The outlook is supported by a mix of counterbalancing forces: expansionary US fiscal policy, gradually easing interest rates, and stronger consumer spending driven by rising stock markets.

The global economy is expected to maintain its resilience and growth momentum in 2026, despite mounting geopolitical pressures and a resurgence of trade protectionism, according to a new report by INSETE titled “Developments in the Global Economy and in the Countries of Origin of Inbound Tourists to Greece.

The outlook is supported by a mix of counterbalancing forces: expansionary US fiscal policy, gradually easing interest rates, and stronger consumer spending driven by rising stock markets. Together, these factors are expected to guide markets toward gradual normalization in 2026.

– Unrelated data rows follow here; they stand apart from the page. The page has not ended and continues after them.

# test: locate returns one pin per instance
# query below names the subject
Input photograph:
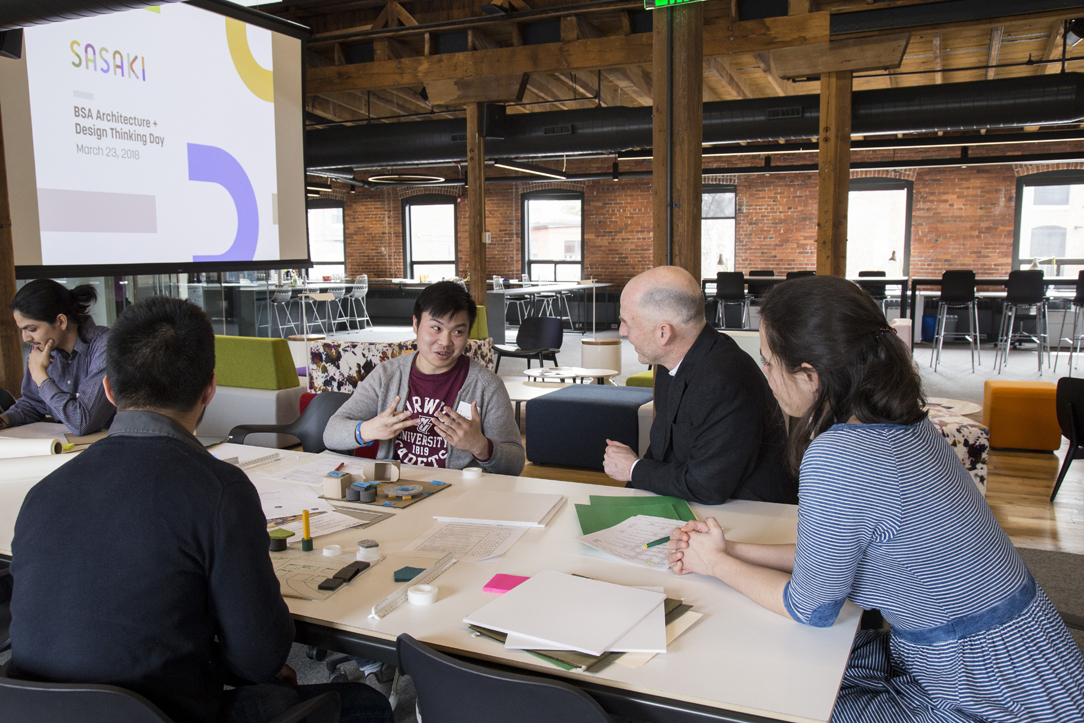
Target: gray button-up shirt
(73, 394)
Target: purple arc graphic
(213, 165)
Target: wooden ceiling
(373, 59)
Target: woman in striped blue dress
(890, 518)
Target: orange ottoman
(1021, 415)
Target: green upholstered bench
(257, 384)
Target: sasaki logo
(108, 62)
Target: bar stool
(730, 288)
(356, 299)
(1024, 291)
(957, 291)
(281, 299)
(1078, 309)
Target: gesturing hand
(39, 360)
(697, 546)
(462, 433)
(387, 424)
(618, 461)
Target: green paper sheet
(602, 517)
(684, 513)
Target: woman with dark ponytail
(889, 518)
(64, 372)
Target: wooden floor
(1018, 490)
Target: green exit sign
(656, 4)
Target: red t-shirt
(428, 394)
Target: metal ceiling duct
(1014, 102)
(22, 13)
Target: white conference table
(738, 662)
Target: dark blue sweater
(143, 563)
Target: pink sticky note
(502, 583)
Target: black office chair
(451, 691)
(1070, 404)
(539, 337)
(730, 288)
(1026, 291)
(957, 291)
(759, 288)
(308, 428)
(26, 701)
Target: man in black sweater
(143, 563)
(718, 431)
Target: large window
(326, 234)
(878, 227)
(429, 236)
(553, 235)
(717, 229)
(1049, 230)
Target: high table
(739, 662)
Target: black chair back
(957, 286)
(25, 701)
(1026, 286)
(309, 427)
(540, 333)
(730, 286)
(759, 289)
(451, 691)
(876, 289)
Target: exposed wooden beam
(880, 53)
(781, 86)
(607, 52)
(476, 202)
(1053, 51)
(939, 75)
(834, 173)
(995, 50)
(723, 68)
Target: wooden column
(476, 201)
(11, 351)
(835, 173)
(679, 160)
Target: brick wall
(962, 218)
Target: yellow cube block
(1021, 415)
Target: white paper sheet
(470, 542)
(563, 609)
(626, 541)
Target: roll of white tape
(422, 594)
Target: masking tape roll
(422, 594)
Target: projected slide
(154, 138)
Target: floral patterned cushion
(342, 365)
(969, 439)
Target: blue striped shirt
(73, 394)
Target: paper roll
(422, 594)
(29, 448)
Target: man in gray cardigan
(456, 412)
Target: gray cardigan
(392, 377)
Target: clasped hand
(697, 547)
(462, 433)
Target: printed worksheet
(626, 541)
(468, 541)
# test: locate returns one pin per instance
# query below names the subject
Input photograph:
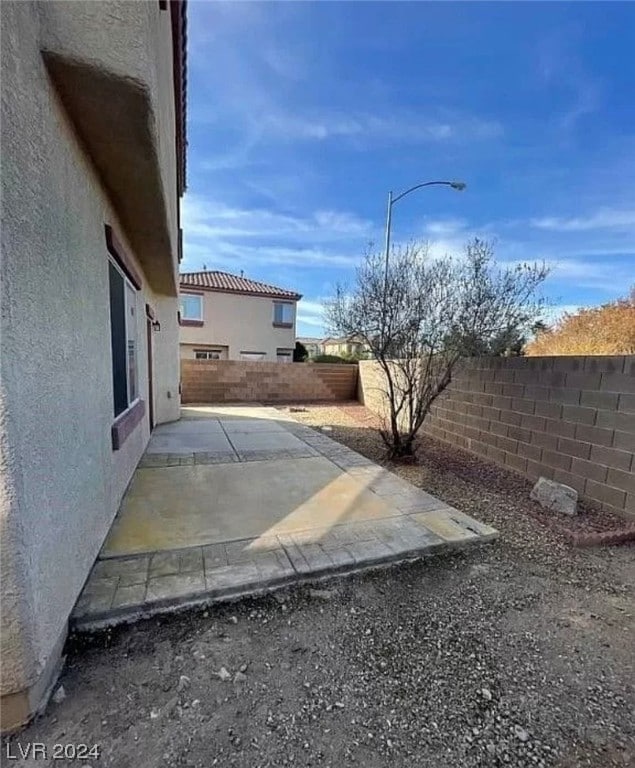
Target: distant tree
(300, 353)
(422, 314)
(605, 330)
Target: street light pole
(388, 223)
(459, 186)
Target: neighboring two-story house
(229, 317)
(346, 345)
(93, 167)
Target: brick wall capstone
(225, 381)
(571, 419)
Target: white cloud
(225, 237)
(311, 313)
(208, 218)
(401, 127)
(604, 218)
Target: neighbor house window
(191, 307)
(284, 355)
(123, 337)
(282, 313)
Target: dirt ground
(519, 653)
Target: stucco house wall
(61, 482)
(241, 323)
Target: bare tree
(422, 315)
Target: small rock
(554, 496)
(321, 594)
(224, 674)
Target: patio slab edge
(260, 586)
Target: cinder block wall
(224, 381)
(571, 419)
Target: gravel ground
(518, 653)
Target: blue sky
(302, 116)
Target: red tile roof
(226, 283)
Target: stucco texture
(61, 482)
(238, 322)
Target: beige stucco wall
(240, 323)
(60, 481)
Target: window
(123, 338)
(191, 307)
(282, 313)
(253, 355)
(284, 355)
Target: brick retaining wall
(571, 419)
(223, 381)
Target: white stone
(556, 497)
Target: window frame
(282, 323)
(208, 352)
(131, 334)
(183, 317)
(284, 352)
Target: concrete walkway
(237, 500)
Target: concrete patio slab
(234, 426)
(282, 504)
(188, 443)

Despite concerns over financial imbalances and rising European defense spending amid geopolitical tensions, the main source markets for Greek tourism remain resilient. A projected 4.5% drop in energy prices — lowering transport costs — combined with faster investment through the EU Recovery and Resilience Facility, underpins cautious optimism for inbound tourism economies.

Resilience Amid Protectionism
According to INSETE, 2025 saw US tariffs climb to levels not seen since the 1950s, with duties on Chinese imports reaching 37.1%. Despite this, global trade grew 3.6% and the world economy 3.2%, supported by rising stock markets, a weaker dollar, and expansionary US fiscal policy.

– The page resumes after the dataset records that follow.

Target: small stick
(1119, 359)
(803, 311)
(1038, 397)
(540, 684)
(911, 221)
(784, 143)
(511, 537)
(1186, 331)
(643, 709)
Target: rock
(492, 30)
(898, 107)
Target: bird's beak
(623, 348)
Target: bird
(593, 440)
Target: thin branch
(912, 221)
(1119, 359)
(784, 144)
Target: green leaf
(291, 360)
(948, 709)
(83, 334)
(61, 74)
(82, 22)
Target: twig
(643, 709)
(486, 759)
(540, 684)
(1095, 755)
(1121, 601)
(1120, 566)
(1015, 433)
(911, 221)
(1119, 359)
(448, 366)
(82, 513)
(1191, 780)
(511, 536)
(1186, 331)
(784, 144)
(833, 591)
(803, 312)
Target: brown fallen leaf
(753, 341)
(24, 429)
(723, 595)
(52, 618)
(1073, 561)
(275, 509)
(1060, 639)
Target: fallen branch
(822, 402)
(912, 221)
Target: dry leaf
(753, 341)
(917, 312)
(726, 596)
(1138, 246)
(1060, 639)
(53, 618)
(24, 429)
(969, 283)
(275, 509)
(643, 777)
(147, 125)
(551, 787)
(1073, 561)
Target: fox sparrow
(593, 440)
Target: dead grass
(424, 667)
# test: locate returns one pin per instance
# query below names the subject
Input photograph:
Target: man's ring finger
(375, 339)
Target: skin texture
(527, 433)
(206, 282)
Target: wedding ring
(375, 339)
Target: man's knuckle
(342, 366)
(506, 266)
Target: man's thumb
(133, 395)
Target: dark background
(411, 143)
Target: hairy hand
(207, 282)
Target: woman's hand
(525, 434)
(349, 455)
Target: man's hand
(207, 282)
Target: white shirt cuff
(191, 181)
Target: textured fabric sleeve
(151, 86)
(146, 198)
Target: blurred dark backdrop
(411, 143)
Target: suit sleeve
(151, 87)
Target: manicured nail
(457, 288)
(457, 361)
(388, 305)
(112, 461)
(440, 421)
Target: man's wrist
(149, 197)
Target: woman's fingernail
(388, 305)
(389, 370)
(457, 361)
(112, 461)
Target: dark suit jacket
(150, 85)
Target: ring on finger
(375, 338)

Major economies outperformed expectations — China 5.0%, the US 2.0%, EU-20 1.3% — while both China and the EU-20 increased exports to the US, highlighting the resilience of global trade under protectionist pressures.

Diverging Fortunes Within Europe
Within Europe, economic performance in 2025 revealed significant divergences. Ireland led the way with robust growth of 14.2%, followed by Cyprus at 3.7% and Spain at 2.7%. By contrast, Europe’s largest economies posted far more modest gains: Germany grew by just 0.2%, France by 0.57%, and Italy by 0.5%.

The uneven trajectory across the continent illustrates the varied capacity of European economies to navigate a complex global landscape — one shaped by trade realignments, fiscal stimulus, shifting monetary conditions, and geopolitical uncertainty.